Lowered expectations

NYT discusses What to Expect When You're Expecting, which I actually have a nickname for that nobody else has mentioned: Don't Expect to Find an Existing OCLC Record, because I remember trying to copy-catalog the monster and finding that it had so many different printings and assorted oddities that finding an accurate record for whichever copy you were holding in your hand was always next to impossible.

But that's not what I wanted to talk about. The Times article talks about how people don't like the book because it paints such a dire picture of pregnancy, and tells you everything that could possibly go wrong, even if there's only a 2% chance or something. Well, it's true that it goes into great detail about things that most women will never experience. And it's true that the diet probably seems restrictive to some (it didn't to me, but then, I'd been on Weight Watchers for a couple of years when I got pregnant, so it just seemed like a normal, healthy diet--and I think eating a basically healthy diet in the first place has helped me not get a lot of cravings and things, but maybe I'm just lucky).

This is where critical reading comes in.

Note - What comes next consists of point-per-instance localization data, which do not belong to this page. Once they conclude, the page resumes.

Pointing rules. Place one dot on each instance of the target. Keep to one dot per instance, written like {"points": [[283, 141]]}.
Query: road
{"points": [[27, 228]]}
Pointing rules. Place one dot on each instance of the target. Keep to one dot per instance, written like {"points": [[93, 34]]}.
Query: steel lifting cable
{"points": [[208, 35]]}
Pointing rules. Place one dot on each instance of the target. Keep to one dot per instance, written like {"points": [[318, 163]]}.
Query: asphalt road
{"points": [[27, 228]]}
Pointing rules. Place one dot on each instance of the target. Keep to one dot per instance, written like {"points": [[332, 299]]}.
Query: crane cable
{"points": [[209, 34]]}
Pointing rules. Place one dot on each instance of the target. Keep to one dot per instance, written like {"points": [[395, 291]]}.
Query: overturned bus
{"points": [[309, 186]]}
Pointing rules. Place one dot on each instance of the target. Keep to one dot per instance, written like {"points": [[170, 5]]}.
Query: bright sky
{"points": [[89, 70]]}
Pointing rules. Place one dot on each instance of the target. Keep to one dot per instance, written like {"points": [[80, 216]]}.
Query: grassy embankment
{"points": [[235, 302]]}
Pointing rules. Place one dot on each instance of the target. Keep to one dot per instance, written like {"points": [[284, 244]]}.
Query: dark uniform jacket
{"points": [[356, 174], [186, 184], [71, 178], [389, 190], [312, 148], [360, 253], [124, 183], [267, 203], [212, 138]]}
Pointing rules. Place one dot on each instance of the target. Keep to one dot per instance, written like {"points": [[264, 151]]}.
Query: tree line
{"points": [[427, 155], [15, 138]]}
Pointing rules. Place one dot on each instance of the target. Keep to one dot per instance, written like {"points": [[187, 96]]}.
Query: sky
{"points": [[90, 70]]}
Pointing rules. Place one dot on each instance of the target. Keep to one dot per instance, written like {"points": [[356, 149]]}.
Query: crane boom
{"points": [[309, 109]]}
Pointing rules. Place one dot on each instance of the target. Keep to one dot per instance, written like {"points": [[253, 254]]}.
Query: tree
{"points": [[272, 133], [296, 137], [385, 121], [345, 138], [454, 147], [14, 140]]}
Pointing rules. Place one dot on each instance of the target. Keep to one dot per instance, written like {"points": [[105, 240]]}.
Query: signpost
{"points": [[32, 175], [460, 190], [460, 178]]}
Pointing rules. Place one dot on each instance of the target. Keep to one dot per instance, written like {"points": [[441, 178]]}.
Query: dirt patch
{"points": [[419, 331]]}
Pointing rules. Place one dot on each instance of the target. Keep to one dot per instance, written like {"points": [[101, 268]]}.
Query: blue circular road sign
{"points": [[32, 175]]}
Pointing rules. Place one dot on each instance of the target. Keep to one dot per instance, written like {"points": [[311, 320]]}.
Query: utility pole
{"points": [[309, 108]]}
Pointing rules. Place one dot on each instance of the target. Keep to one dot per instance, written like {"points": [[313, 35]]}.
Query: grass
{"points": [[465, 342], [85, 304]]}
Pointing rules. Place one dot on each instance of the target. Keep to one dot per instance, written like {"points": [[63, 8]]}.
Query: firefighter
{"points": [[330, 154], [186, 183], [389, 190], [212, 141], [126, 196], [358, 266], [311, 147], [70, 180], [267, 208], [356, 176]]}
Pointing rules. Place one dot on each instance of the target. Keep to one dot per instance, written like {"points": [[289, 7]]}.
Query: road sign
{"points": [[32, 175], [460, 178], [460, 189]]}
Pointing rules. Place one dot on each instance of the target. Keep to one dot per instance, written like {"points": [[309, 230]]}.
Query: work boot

There are a lot of books, particularly pregnancy and parenting books, that I don't agree with or that I find hard to believe; anything by James Dobson, for one. And a lot of the natural childbirth books are scarier than anything in the What to Expect series; I remember one that had graphic photos of the birth process that freaked me out so much I thought about calling my doctor right then to schedule a c-section. But I'm not going to complain to the authors, the publishers, and the New York Times about them; I'm just not going to pay as much attention to them as I do to the ones I think are better suited to my information needs.

The thing about What to Expect (or any other book) is that you can take what you want and leave the rest. I haven't read anything that indicates that it's actually giving inaccurate information; just that people think it gives them too MUCH information. So does reality TV. Deal with it.